I live in the NE where we just got about 14". Pulled out my 2yr Ariens this am. Was serviced by dealer this fall - it did get a ride to and from the dealer in the back of my truck. Worked perfect before. 

This am - when i put it into gear, it seems like something is not engaging properly. It does go forward/backward but not at its usual self. It seems like when the drive is engaged, whatever drives the grears seems like its skipping a beat and makes a grinding noise. It causes the whole unit to shake. If i put it in a higher "gear", the shake and grind is more frequent.

Any ideas? Of course i only got about 1/2 through my snowblowing...I'll bet you it some sort of loose tensioner spring. that is causing the gears not to mesh together properly. 

Any suggestions more than welcome. My back is thanking you already...

-D


----------



## Shryp (Jan 1, 2011)

Have to take the bottom cover off and take a look. You should have a friction disc and not gears for the "transmission", however there is probably a few gears down there for gearing down the speed of the engine. Going to have to take a look and see what looks worn. Check where the various axles are bolted to the frame as well as I have seen a couple reports of the sheet metal on the frame ripping and causing the gears to disengage.


----------



## Snowmann (Dec 24, 2012)

crocket99 said:


> I live in the NE where we just got about 14". Pulled out my 2yr Ariens this am. Was serviced by dealer this fall - it did get a ride to and from the dealer in the back of my truck. Worked perfect before.
> 
> This am - when i put it into gear, it seems like something is not engaging properly. It does go forward/backward but not at its usual self. It seems like when the drive is engaged, whatever drives the grears seems like its skipping a beat and makes a grinding noise. It causes the whole unit to shake. If i put it in a higher "gear", the shake and grind is more frequent.
> 
> ...


 Sounds like a delaminated friction disk. Pop the bottom cover and check out the disk.


----------



## crocket99 (Dec 15, 2013)

*Problem found - friction disc broke apart*

Thanks guys for the suggestions. I finally had time to take the cover off the bottom. I found 2 big pieces of something that looked like curved rubber about 2" long. 

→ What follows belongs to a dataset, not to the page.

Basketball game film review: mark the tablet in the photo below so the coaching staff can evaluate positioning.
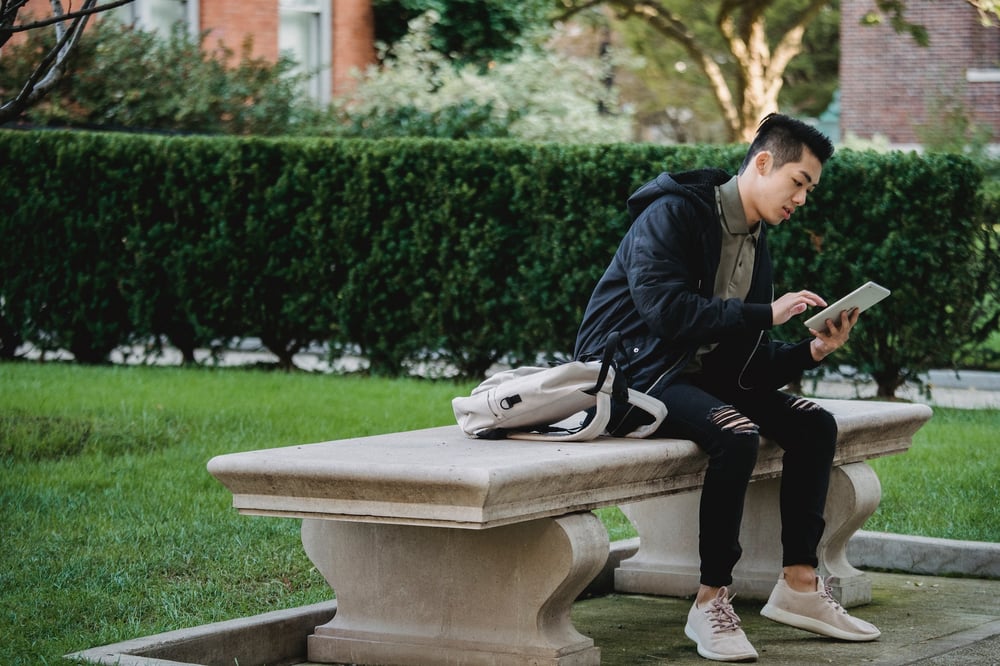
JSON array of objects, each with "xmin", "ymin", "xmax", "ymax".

Problem found - friction disc was cracked and part of broke in 2 chunks. That would explain the behavior. 

Are these easy to change? For the old ariens i had - you just unbolted the plate - took it off the axle and put the new one and and bolted her back up...

There wouldnt be a youtube vid on this would there?

-Thanks for all your help...

-D


----------



## Snowmann (Dec 24, 2012)

crocket99 said:


> Thanks guys for the suggestions. I finally had time to take the cover off the bottom. I found 2 big pieces of something that looked like curved rubber about 2" long.
> 
> Problem found - friction disc was cracked and part of broke in 2 chunks. That would explain the behavior.
> 
> ...


Easy to change. Ariens part number 001708. There are probably a few Youtube videos on this. Straightforward. Be sure to make sure you re-install the washers on the round protrusions of the bearing carrier when you get it back together. Best to take a picture of everything before you get it apart. Make sure you check the cable tension (set per your owner manual) after the new disk is installed.


----------